Here we propose to examine the piRNA populations in wild isolates of several species of African Anopheles malaria vector mosquitoes to assess their impact on viral infection, transposon mobility, and fertility. The eventual goal would be to reprogram piRNA pathways as a novel epigenetic control method of key vector species. The project will involve sequencing small RNAs and transcriptomes from different tissues of wild mosquitoes, as well as each mosquito’s genome to carry out a population study of piRNAs from different wild mosquito species. These data would also be used to test the hypothesis that endogenous RT in insects can generate RNA virus derived genomic piRNA clusters.

This project will involve DNA/RNA high-throughput sequencing, gene editing approaches, and possibly time in the field (though this is not required). Relevant expertise: computational biology, molecular biology, insect biology.

We would also be happy to work with interested candidates to develop self-proposed projects in the general area of transcriptomics, genomics, and Anopheles mosquitoes.

Carl Anderson and Jeff Barrett

Project 4 - High-throughput cellular screens for the genetic determinants of inflammatory bowel disease

Supervisors: Dr Carl Anderson and Dr Jeff Barrett

Contact: carl.anderson@sanger.ac.uk

The Anderson and Barrett groups at the Wellcome Trust Sanger Institute (WTSI) have a long-standing interest in the genetics of inflammatory bowel disease (IBD). IBD is a chronic, debilitating disorder of the gastrointestinal tract that affects around 0.5% of the population, with a typical onset in early adulthood. Many IBD patients ultimately requiring major abdominal surgery, resulting in lifelong disability, because an appropriate drug either does not exist or is not administered soon enough. Total healthcare costs in the UK are estimated to be over £1 billion per year (Cummings et al., 2008). IBD is highly heritable and the groups have played a leading role in the identification of 240 regions of the genome associated with disease susceptibility. These loci are predominantly driven by common non-coding genetic variants.

We are performing high throughput genetic screens to better understand the role of non-coding DNA in this complex disease, including massively parallel reporter assays and CRISPR-Cas9 genome editing in model immune cell lines. Screen hits will be validated using molecular, (e.g. transcriptomics and chromatin immunoprecipitation [ChIP] sequencing) and phenotypic (e.g. cell migration and degranulation) assays that we are currently establishing in model human immune cell lines. We will then determine the mechanistic effects of genetic variants on ex-vivo human primary cells obtained from the large cohorts of genotyped individuals that we have access to through local bioresources.
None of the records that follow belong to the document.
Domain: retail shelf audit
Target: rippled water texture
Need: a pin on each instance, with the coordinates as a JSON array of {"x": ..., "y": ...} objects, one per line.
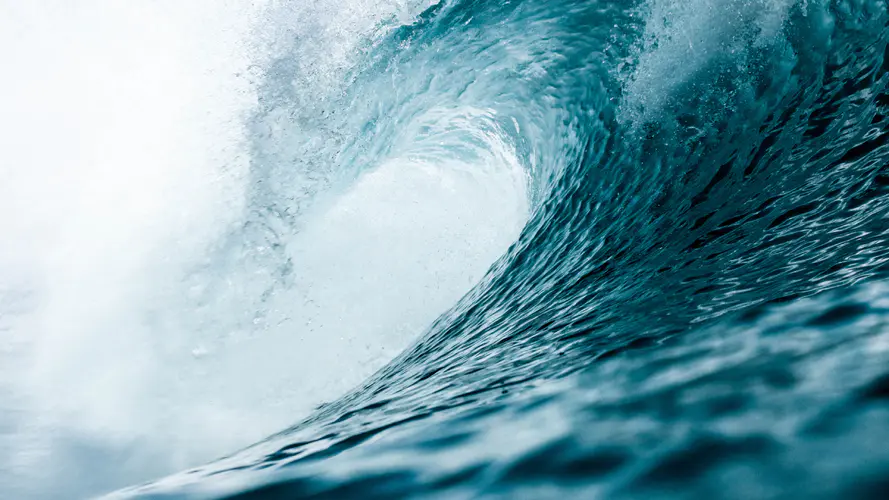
[{"x": 696, "y": 306}]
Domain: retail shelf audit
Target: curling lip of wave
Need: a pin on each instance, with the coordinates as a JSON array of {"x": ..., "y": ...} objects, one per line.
[{"x": 695, "y": 307}]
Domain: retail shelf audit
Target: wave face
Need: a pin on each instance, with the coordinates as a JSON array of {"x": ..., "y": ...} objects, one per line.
[{"x": 696, "y": 306}]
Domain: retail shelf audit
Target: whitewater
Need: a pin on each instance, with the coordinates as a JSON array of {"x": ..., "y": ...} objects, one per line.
[{"x": 444, "y": 249}]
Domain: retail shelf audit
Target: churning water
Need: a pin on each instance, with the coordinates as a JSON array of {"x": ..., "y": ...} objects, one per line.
[{"x": 472, "y": 248}]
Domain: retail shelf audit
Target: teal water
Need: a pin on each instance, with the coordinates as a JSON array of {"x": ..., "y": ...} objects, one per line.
[{"x": 697, "y": 306}]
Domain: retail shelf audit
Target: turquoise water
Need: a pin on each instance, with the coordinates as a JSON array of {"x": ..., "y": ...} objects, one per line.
[{"x": 696, "y": 307}]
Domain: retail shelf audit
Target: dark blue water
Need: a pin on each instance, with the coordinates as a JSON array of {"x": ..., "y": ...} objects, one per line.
[{"x": 697, "y": 306}]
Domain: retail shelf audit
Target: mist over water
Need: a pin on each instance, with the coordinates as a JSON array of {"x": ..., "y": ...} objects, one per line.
[
  {"x": 141, "y": 334},
  {"x": 455, "y": 249}
]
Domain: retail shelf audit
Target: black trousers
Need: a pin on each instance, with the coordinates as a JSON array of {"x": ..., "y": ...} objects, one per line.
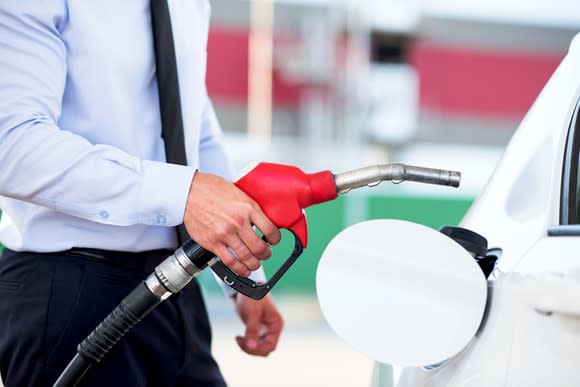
[{"x": 50, "y": 302}]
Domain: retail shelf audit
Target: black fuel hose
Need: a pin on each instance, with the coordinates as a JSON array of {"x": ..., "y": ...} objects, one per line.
[
  {"x": 169, "y": 277},
  {"x": 91, "y": 350}
]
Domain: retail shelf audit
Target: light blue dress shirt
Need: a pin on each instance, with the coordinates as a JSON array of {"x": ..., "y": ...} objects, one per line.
[{"x": 81, "y": 153}]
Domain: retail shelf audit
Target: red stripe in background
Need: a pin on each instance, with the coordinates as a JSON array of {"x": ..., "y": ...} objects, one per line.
[
  {"x": 477, "y": 81},
  {"x": 454, "y": 80},
  {"x": 227, "y": 70}
]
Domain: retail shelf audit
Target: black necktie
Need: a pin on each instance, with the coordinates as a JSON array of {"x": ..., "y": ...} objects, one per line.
[{"x": 168, "y": 85}]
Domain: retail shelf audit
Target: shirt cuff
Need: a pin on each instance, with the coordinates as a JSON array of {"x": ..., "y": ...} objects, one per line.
[{"x": 165, "y": 191}]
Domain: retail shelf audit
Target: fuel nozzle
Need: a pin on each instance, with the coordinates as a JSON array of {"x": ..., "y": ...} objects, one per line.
[{"x": 397, "y": 173}]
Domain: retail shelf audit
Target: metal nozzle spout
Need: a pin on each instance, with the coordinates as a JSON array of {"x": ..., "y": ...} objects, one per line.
[{"x": 397, "y": 173}]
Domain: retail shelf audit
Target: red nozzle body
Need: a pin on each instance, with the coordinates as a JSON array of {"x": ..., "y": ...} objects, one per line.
[{"x": 284, "y": 191}]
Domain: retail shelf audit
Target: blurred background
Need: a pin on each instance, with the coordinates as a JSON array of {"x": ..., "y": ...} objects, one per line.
[{"x": 339, "y": 84}]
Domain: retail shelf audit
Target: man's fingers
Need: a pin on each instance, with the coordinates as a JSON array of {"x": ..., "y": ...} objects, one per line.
[
  {"x": 231, "y": 261},
  {"x": 268, "y": 228},
  {"x": 254, "y": 243},
  {"x": 252, "y": 332},
  {"x": 264, "y": 346},
  {"x": 244, "y": 255}
]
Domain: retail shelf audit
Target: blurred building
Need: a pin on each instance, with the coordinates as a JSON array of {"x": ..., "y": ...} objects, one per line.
[
  {"x": 441, "y": 83},
  {"x": 393, "y": 71}
]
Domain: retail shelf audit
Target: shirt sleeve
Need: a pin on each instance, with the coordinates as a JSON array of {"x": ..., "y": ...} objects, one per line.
[{"x": 50, "y": 167}]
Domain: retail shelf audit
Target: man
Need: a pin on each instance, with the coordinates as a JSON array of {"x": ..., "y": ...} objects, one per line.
[{"x": 90, "y": 204}]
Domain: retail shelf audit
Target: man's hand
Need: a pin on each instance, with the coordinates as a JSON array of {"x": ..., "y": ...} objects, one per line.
[
  {"x": 263, "y": 325},
  {"x": 219, "y": 216}
]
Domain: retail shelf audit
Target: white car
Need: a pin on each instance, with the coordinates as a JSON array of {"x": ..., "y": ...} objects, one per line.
[{"x": 529, "y": 212}]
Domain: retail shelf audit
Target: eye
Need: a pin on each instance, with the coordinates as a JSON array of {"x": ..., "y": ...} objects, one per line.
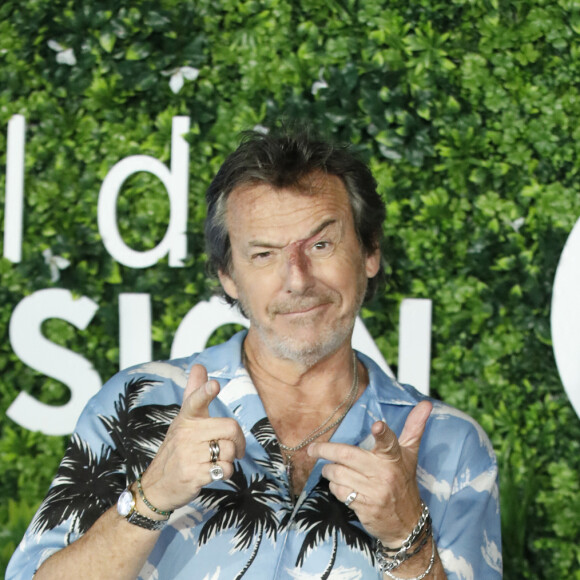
[
  {"x": 261, "y": 256},
  {"x": 321, "y": 245}
]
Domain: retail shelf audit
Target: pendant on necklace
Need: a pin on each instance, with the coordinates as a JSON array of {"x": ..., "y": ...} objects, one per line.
[{"x": 289, "y": 473}]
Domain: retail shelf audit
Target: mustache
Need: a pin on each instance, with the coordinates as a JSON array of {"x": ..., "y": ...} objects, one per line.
[{"x": 300, "y": 303}]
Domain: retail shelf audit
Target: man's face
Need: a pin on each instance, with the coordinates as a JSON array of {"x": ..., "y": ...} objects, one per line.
[{"x": 298, "y": 269}]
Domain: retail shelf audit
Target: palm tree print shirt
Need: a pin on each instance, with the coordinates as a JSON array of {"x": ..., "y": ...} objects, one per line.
[{"x": 249, "y": 526}]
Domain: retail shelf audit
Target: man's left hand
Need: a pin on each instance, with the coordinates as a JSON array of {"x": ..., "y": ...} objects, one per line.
[{"x": 387, "y": 501}]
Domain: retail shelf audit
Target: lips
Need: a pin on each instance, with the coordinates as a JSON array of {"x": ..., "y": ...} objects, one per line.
[{"x": 301, "y": 307}]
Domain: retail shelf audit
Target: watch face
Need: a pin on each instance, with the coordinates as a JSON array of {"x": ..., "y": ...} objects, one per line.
[{"x": 125, "y": 503}]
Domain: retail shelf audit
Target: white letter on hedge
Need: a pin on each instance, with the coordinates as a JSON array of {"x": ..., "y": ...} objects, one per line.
[
  {"x": 53, "y": 360},
  {"x": 566, "y": 317},
  {"x": 134, "y": 329},
  {"x": 14, "y": 189},
  {"x": 415, "y": 343},
  {"x": 175, "y": 180}
]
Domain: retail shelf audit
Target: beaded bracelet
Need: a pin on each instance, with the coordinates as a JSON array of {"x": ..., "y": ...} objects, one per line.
[{"x": 148, "y": 503}]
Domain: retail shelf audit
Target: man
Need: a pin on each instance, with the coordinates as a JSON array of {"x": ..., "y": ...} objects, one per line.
[{"x": 282, "y": 453}]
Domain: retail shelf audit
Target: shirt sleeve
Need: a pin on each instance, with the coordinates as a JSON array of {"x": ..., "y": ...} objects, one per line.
[
  {"x": 459, "y": 481},
  {"x": 115, "y": 439}
]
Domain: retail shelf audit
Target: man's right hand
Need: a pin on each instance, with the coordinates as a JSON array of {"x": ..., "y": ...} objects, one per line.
[{"x": 181, "y": 467}]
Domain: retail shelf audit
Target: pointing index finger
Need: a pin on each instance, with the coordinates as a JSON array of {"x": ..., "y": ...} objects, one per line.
[{"x": 198, "y": 394}]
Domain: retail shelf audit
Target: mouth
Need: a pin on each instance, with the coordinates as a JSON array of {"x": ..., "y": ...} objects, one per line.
[{"x": 300, "y": 310}]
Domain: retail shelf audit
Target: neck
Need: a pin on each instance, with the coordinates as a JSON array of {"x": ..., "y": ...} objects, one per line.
[{"x": 298, "y": 398}]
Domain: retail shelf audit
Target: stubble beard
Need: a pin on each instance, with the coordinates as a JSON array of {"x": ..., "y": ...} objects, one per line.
[{"x": 329, "y": 337}]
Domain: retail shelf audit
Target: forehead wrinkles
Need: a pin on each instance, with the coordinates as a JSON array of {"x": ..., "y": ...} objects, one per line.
[{"x": 262, "y": 204}]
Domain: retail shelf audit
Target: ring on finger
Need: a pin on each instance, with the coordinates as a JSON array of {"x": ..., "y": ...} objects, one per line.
[
  {"x": 350, "y": 498},
  {"x": 214, "y": 451},
  {"x": 215, "y": 471}
]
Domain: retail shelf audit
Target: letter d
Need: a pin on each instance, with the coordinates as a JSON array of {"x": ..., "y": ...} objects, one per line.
[{"x": 175, "y": 180}]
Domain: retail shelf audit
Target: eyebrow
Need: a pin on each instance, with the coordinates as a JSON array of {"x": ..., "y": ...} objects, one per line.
[{"x": 317, "y": 230}]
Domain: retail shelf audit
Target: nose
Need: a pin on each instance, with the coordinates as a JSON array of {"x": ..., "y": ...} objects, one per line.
[{"x": 297, "y": 270}]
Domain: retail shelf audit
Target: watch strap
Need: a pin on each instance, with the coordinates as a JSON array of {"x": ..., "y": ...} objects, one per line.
[{"x": 144, "y": 522}]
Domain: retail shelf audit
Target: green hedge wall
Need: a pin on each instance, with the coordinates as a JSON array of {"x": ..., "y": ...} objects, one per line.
[{"x": 469, "y": 114}]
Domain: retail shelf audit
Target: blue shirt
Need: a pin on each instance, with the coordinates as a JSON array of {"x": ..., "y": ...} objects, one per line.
[{"x": 248, "y": 525}]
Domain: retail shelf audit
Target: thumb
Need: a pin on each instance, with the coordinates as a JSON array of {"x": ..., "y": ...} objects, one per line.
[
  {"x": 385, "y": 440},
  {"x": 198, "y": 394},
  {"x": 415, "y": 427}
]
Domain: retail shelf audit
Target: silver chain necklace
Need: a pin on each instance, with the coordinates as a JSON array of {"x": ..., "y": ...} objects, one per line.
[
  {"x": 321, "y": 429},
  {"x": 325, "y": 427}
]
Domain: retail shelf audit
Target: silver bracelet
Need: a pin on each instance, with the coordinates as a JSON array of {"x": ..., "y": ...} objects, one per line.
[
  {"x": 421, "y": 576},
  {"x": 389, "y": 561}
]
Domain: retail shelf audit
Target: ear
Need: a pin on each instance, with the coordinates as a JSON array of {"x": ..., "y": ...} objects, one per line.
[
  {"x": 373, "y": 263},
  {"x": 228, "y": 285}
]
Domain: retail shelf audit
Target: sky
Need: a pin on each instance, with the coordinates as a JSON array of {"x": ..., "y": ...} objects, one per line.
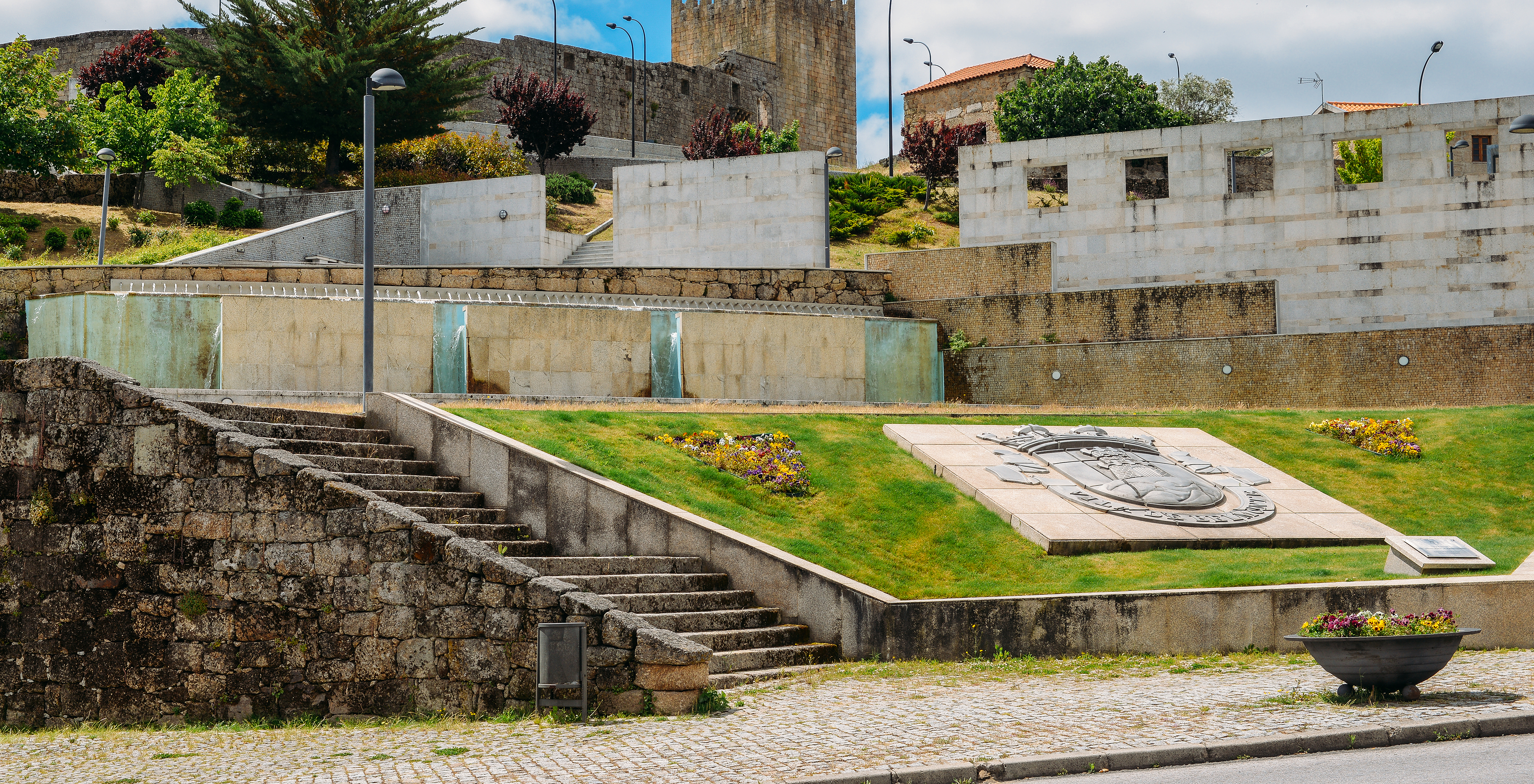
[{"x": 1363, "y": 49}]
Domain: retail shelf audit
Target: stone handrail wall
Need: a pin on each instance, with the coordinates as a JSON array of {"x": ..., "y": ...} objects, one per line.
[{"x": 160, "y": 565}]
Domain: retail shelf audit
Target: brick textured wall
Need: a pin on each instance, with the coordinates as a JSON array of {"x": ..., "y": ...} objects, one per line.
[
  {"x": 1162, "y": 312},
  {"x": 947, "y": 272},
  {"x": 1449, "y": 366},
  {"x": 178, "y": 570},
  {"x": 810, "y": 41}
]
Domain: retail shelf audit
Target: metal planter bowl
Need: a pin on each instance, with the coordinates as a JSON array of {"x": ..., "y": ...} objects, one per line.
[{"x": 1384, "y": 663}]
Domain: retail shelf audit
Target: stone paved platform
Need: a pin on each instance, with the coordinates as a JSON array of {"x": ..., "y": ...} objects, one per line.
[
  {"x": 1306, "y": 518},
  {"x": 792, "y": 729}
]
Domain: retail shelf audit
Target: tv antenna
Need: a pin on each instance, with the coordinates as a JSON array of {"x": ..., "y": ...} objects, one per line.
[{"x": 1318, "y": 82}]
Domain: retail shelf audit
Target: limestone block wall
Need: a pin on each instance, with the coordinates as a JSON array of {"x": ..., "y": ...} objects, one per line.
[
  {"x": 1419, "y": 249},
  {"x": 1147, "y": 314},
  {"x": 1449, "y": 366},
  {"x": 763, "y": 211},
  {"x": 948, "y": 272},
  {"x": 162, "y": 567}
]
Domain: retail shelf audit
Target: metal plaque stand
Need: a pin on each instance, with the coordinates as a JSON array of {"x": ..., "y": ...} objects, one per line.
[{"x": 560, "y": 665}]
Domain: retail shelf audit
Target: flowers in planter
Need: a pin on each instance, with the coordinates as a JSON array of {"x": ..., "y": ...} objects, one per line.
[
  {"x": 767, "y": 459},
  {"x": 1366, "y": 623},
  {"x": 1380, "y": 436}
]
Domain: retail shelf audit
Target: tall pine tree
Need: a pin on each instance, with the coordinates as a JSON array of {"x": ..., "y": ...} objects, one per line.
[{"x": 294, "y": 70}]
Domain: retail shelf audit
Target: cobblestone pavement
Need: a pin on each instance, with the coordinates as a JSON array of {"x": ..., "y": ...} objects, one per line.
[{"x": 783, "y": 731}]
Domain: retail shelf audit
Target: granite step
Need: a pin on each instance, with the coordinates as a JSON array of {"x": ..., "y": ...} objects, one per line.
[
  {"x": 491, "y": 532},
  {"x": 772, "y": 657},
  {"x": 646, "y": 583},
  {"x": 404, "y": 482},
  {"x": 787, "y": 634},
  {"x": 689, "y": 602},
  {"x": 596, "y": 565},
  {"x": 459, "y": 514},
  {"x": 340, "y": 449},
  {"x": 372, "y": 465},
  {"x": 427, "y": 497},
  {"x": 716, "y": 620},
  {"x": 275, "y": 430},
  {"x": 280, "y": 416}
]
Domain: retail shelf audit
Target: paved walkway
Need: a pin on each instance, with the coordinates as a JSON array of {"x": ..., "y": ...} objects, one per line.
[{"x": 783, "y": 731}]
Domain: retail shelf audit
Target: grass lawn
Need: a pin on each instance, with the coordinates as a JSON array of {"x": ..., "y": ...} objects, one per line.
[{"x": 878, "y": 516}]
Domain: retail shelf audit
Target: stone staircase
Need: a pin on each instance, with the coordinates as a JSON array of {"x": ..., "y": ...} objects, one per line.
[
  {"x": 591, "y": 255},
  {"x": 749, "y": 642}
]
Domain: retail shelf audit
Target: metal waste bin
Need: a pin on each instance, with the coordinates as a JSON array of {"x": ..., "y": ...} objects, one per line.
[{"x": 562, "y": 665}]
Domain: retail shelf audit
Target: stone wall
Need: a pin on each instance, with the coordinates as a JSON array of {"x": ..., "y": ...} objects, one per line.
[
  {"x": 163, "y": 567},
  {"x": 948, "y": 272},
  {"x": 1147, "y": 314},
  {"x": 1449, "y": 366}
]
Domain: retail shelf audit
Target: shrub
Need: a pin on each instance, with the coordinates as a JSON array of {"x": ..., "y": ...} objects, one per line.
[
  {"x": 198, "y": 214},
  {"x": 571, "y": 189}
]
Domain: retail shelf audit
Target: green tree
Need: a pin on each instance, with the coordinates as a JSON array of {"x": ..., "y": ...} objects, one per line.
[
  {"x": 1363, "y": 162},
  {"x": 294, "y": 70},
  {"x": 1074, "y": 99},
  {"x": 1201, "y": 100},
  {"x": 38, "y": 131}
]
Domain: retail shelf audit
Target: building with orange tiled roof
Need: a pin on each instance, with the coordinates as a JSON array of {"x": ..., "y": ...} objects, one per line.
[
  {"x": 1332, "y": 108},
  {"x": 969, "y": 96}
]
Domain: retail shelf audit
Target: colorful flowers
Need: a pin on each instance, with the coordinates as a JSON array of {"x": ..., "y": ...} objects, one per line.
[
  {"x": 1380, "y": 436},
  {"x": 767, "y": 459},
  {"x": 1366, "y": 623}
]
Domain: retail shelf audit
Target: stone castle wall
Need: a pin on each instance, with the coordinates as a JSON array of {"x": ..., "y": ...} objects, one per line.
[
  {"x": 810, "y": 41},
  {"x": 163, "y": 567}
]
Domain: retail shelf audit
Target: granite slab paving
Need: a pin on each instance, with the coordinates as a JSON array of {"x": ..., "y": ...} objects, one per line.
[{"x": 786, "y": 729}]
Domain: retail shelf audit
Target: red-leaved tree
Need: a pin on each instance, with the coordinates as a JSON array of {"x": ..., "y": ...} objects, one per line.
[
  {"x": 135, "y": 65},
  {"x": 548, "y": 120},
  {"x": 716, "y": 137}
]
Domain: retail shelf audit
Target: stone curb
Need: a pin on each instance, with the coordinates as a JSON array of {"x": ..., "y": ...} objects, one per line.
[{"x": 1183, "y": 754}]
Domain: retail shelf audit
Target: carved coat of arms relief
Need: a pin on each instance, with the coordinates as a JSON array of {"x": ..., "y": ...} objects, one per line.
[{"x": 1130, "y": 478}]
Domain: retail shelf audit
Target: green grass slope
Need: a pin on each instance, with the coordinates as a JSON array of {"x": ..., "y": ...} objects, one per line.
[{"x": 878, "y": 516}]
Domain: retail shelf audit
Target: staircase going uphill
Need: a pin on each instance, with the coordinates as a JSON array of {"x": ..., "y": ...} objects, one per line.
[{"x": 749, "y": 642}]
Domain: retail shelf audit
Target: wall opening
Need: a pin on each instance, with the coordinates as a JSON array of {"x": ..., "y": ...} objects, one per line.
[
  {"x": 1251, "y": 171},
  {"x": 1048, "y": 186},
  {"x": 1145, "y": 178},
  {"x": 1358, "y": 162}
]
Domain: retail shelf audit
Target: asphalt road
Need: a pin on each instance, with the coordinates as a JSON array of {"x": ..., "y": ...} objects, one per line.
[{"x": 1479, "y": 760}]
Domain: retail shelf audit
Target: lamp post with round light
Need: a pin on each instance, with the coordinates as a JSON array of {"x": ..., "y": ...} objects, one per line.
[
  {"x": 105, "y": 156},
  {"x": 384, "y": 79}
]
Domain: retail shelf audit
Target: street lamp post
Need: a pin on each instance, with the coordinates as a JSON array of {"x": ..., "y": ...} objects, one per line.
[
  {"x": 929, "y": 59},
  {"x": 645, "y": 57},
  {"x": 105, "y": 156},
  {"x": 834, "y": 153},
  {"x": 384, "y": 79},
  {"x": 614, "y": 27},
  {"x": 1436, "y": 46}
]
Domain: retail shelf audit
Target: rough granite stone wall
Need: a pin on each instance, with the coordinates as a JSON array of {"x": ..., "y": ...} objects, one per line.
[
  {"x": 1447, "y": 366},
  {"x": 157, "y": 565},
  {"x": 1151, "y": 314},
  {"x": 948, "y": 272}
]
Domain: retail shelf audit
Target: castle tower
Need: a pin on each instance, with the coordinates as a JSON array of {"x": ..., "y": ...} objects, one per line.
[{"x": 813, "y": 45}]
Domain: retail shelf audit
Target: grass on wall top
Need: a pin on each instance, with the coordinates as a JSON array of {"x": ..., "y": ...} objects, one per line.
[{"x": 878, "y": 516}]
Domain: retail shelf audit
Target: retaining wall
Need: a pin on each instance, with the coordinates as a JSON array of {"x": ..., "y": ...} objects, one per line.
[{"x": 160, "y": 565}]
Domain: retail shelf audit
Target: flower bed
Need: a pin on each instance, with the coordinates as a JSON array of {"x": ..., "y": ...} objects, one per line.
[
  {"x": 1380, "y": 436},
  {"x": 767, "y": 459},
  {"x": 1366, "y": 623}
]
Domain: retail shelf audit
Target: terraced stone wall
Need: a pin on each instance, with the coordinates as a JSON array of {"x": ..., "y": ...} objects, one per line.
[{"x": 157, "y": 565}]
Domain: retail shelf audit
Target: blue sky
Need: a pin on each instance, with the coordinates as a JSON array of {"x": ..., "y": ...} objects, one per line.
[{"x": 1364, "y": 49}]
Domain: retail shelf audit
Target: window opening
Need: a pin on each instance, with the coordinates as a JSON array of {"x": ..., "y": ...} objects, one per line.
[
  {"x": 1251, "y": 171},
  {"x": 1145, "y": 178}
]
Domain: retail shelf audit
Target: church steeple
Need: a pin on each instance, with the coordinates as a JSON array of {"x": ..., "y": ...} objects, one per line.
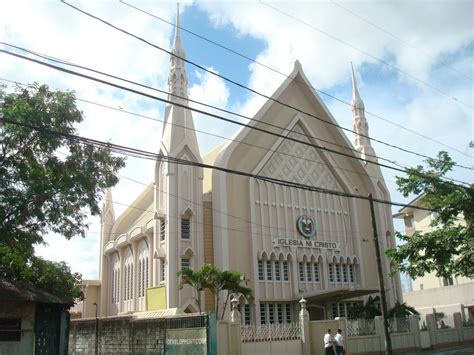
[
  {"x": 177, "y": 78},
  {"x": 359, "y": 123},
  {"x": 178, "y": 129}
]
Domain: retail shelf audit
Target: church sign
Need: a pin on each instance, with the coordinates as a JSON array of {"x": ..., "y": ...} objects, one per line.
[
  {"x": 306, "y": 226},
  {"x": 299, "y": 243}
]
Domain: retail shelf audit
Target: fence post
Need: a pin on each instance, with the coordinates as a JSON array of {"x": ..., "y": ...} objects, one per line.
[
  {"x": 414, "y": 327},
  {"x": 458, "y": 325},
  {"x": 431, "y": 324},
  {"x": 304, "y": 328}
]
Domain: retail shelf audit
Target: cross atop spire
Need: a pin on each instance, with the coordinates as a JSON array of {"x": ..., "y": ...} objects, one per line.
[{"x": 359, "y": 123}]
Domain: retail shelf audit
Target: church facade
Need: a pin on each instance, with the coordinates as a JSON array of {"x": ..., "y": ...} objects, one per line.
[{"x": 290, "y": 243}]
This is a really exciting opportunity to better understand the role of sequence variants and regulatory regions associated with predisposition to IBD and ultimately, to identify potential therapeutic targets. The successful candidate will work closely with Dr. Rebecca McIntyre who has herself returned successfully to experimental research after a two-year career break. Candidates with a strong background in cell biology, especially high throughput assays, are encouraged to apply.